The Faster Payments Service is a system used by some banks and building societies that enables customers to make payments almost instantly online or over the phone - compared with the old system which can take days.
According to the figures, 144 million Faster Payments were made between October and December last year, amounting to more than £76 billion - a substantial increase from £46 billion in the same period in 2010. Furthermore, the number of transactions made through Faster Payments saw a 23% increase year-on-year.
The rises coincide with new European legislation, which came into effect at the beginning of 2012, which essentially made Faster Payments the default system for processing phone banking, online and standing order payments in the UK.
As a result, significant work was undertaken last year to increase the reach of Faster Payments to banking customers - and nearly 100% of UK sort codes can now send and receive faster payments. Indeed, by December 2011, 81% of standing orders were sent via the service, compared with 64% a year before.

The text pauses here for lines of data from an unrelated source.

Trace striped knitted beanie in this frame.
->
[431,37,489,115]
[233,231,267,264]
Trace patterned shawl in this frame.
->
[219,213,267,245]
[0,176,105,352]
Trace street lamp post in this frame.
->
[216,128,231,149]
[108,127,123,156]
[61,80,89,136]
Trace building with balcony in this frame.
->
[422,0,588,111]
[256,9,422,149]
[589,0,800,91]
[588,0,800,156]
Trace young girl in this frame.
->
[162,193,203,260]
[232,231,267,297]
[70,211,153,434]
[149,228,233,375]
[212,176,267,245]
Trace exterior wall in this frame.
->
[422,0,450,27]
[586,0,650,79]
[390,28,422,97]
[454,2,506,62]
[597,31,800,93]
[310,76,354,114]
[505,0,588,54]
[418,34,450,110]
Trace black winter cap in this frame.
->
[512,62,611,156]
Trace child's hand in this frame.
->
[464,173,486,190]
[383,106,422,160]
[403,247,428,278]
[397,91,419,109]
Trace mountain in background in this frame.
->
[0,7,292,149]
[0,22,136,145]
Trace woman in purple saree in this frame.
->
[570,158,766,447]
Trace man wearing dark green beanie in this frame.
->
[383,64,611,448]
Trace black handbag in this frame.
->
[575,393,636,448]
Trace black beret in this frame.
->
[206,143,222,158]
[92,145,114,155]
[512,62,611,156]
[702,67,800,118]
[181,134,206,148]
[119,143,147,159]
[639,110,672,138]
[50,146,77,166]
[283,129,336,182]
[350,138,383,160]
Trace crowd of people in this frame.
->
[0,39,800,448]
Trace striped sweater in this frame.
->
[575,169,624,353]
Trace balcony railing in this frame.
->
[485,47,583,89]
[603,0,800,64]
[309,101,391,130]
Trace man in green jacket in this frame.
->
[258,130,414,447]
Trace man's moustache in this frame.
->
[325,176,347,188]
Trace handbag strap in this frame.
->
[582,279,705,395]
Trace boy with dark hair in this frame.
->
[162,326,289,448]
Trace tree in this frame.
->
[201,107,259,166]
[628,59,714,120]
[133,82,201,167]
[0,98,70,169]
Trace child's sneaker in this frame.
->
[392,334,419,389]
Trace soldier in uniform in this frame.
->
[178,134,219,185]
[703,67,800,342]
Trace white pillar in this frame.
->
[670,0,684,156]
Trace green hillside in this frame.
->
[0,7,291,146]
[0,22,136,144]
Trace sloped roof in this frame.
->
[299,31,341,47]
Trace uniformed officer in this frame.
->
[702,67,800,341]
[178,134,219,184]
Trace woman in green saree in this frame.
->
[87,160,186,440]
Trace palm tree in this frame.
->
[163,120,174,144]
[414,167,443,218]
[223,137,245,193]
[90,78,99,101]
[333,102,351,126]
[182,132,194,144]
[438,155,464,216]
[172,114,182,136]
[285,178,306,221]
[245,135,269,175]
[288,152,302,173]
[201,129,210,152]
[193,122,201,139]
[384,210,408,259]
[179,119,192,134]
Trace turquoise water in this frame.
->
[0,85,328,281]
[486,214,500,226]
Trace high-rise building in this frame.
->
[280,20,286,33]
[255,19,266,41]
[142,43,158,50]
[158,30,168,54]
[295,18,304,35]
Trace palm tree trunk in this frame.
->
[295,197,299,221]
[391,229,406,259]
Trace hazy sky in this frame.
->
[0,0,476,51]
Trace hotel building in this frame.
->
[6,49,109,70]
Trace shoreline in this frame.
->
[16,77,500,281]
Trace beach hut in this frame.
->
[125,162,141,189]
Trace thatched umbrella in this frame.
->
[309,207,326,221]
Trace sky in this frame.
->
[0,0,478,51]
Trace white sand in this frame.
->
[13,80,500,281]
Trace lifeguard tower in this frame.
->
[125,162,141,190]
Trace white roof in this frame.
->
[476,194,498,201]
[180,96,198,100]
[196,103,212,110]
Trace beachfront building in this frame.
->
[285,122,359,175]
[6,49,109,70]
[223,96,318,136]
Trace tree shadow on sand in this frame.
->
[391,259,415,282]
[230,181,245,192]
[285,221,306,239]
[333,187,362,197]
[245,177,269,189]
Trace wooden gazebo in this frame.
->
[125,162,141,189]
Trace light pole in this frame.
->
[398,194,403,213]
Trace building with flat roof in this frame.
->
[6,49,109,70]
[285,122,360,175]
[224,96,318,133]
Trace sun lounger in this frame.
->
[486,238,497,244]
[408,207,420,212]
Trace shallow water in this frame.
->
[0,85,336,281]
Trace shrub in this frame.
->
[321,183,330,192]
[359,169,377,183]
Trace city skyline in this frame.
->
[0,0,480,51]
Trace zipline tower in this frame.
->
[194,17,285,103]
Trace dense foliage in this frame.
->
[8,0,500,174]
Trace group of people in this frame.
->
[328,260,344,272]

2011 also marked a record year for withdrawals from cash machines, beating the previous high in 2008. In total, people used cash machines 2.87 billion times throughout 2011 - withdrawing £191 billion - and the vast majority of these transactions were free.
In contrast, one area of payments that fell consistently last year was the number of cheques cleared: 12% fewer (worth £682 million) than in 2010 (£776 million). However, this decline appeared to have little to do with the closure of the Cheque Guarantee Card Scheme on 30th June 2011 - with Guaranteed cheques accounting for just 7% of total cheque volumes in the year leading up to the Scheme's closure.